Photograph.stub :fetch_product_photo_url, ‘’ do
   Product.create!({...params})
end

This will return an empty string when 

Photograph.fetch_product_photo_url
 is called within the
Product
model’s callbacks. You can also replace the empty string with anything else you might want the function to return.

3. Skip Validation

Last but not least, it’s possible to skip entire callbacks and validation. I wouldn’t recommend skipping all of them, as that can cause models in your tests to stray very far from how your models actually work, but you may find it useful to skip specific callbacks.

While all the methods that I’ve suggested above are possible and can be useful, remember that stubbing and skipping from your seeds may just be band-aids for issues you have elsewhere. In our case, we could have stubbed out a model function or created an isolated database for testing.

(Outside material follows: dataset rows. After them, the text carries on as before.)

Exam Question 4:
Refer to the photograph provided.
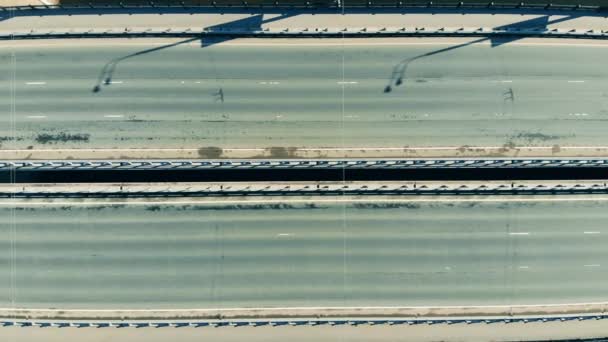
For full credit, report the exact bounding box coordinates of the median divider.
[0,158,608,171]
[0,314,608,329]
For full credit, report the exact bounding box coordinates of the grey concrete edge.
[0,302,608,320]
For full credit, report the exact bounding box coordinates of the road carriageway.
[0,181,608,198]
[0,158,608,171]
[0,27,608,40]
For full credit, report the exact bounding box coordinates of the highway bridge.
[0,38,608,160]
[0,6,608,341]
[0,195,608,310]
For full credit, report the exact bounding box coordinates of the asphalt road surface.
[0,38,608,158]
[0,197,608,309]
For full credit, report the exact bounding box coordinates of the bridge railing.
[0,0,608,11]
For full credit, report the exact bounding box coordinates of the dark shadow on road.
[93,37,200,93]
[92,12,295,93]
[384,13,581,93]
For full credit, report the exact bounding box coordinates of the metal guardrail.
[0,0,603,11]
[0,314,608,328]
[0,158,608,171]
[0,182,608,198]
[0,27,608,40]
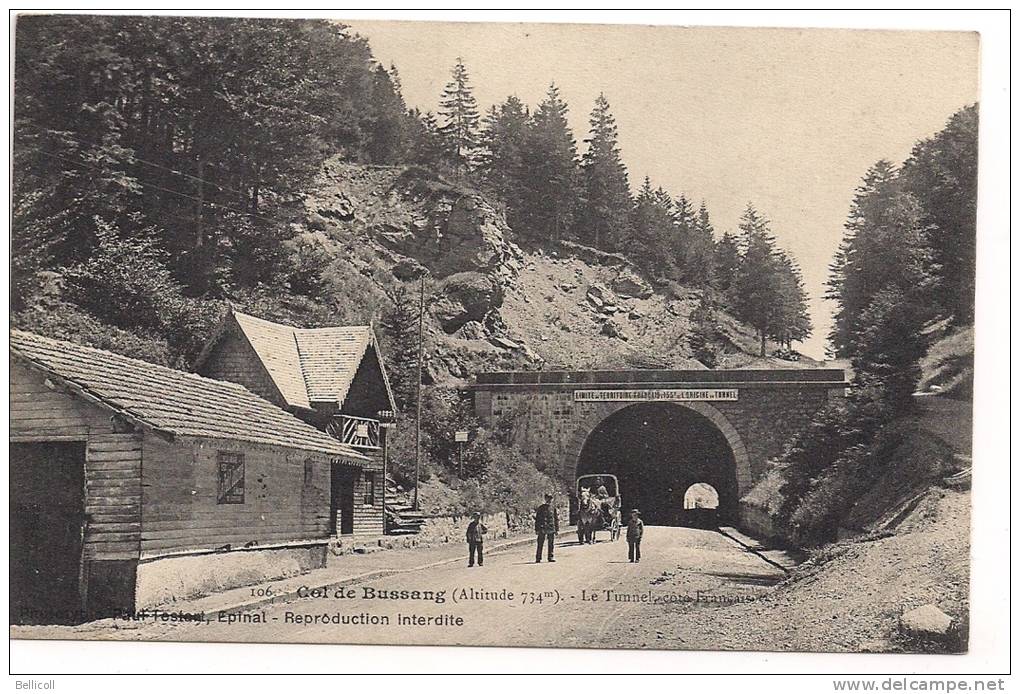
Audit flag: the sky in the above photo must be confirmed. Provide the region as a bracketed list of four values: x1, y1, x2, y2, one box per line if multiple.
[345, 20, 978, 358]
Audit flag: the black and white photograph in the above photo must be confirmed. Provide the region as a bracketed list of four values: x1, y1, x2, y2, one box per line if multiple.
[8, 10, 1009, 667]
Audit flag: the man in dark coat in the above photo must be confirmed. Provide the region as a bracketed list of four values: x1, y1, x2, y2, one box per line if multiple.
[534, 494, 560, 563]
[467, 512, 489, 567]
[627, 508, 645, 562]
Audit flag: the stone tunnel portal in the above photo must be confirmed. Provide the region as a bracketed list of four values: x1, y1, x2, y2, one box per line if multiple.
[577, 402, 738, 526]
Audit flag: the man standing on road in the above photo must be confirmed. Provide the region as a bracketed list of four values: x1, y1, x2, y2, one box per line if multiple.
[534, 494, 560, 563]
[467, 511, 489, 568]
[627, 508, 645, 562]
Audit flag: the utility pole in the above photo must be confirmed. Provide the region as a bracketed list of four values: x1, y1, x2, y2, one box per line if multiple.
[414, 275, 425, 510]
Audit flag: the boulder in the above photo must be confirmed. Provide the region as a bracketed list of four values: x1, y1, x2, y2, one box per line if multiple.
[601, 320, 627, 340]
[489, 335, 521, 349]
[585, 282, 616, 308]
[612, 269, 653, 299]
[431, 272, 503, 334]
[391, 258, 428, 282]
[454, 320, 487, 340]
[900, 603, 953, 639]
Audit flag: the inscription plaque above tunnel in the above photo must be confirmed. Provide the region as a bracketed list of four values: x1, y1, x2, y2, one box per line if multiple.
[470, 368, 847, 510]
[574, 388, 740, 402]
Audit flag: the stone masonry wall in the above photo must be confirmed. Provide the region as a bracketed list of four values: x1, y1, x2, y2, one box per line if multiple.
[474, 385, 842, 496]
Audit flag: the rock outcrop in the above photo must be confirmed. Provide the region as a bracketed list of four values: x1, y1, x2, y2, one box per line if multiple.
[305, 157, 803, 382]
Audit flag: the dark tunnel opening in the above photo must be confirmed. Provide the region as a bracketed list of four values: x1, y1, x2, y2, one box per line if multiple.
[576, 402, 737, 527]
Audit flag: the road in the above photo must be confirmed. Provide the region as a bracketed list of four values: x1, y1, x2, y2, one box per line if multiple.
[12, 527, 782, 648]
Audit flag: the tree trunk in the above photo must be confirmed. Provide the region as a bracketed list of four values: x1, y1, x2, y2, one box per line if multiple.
[195, 157, 205, 248]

While both methods would have been functionally the same, doing the latter allows us to have to worry less about that database in the future—if, for example, we write more functions that depend on it, or update the mocked functions to do more than they currently do. Keeping tests in line with how the product works also keeps it more in line with the actual user experience: if it’s taking a long time to create a model in your seeds, it probably takes a long time for your users, too. 

Since adding timing logs and creating an isolated database to our end-to-end tests, we have a regular source of truth for the efficiency of our models, are able to develop more smoothly with fewer spontaneous test failures, and have more confidence in our ability to quickly pinpoint and resolve seed timeouts in the future.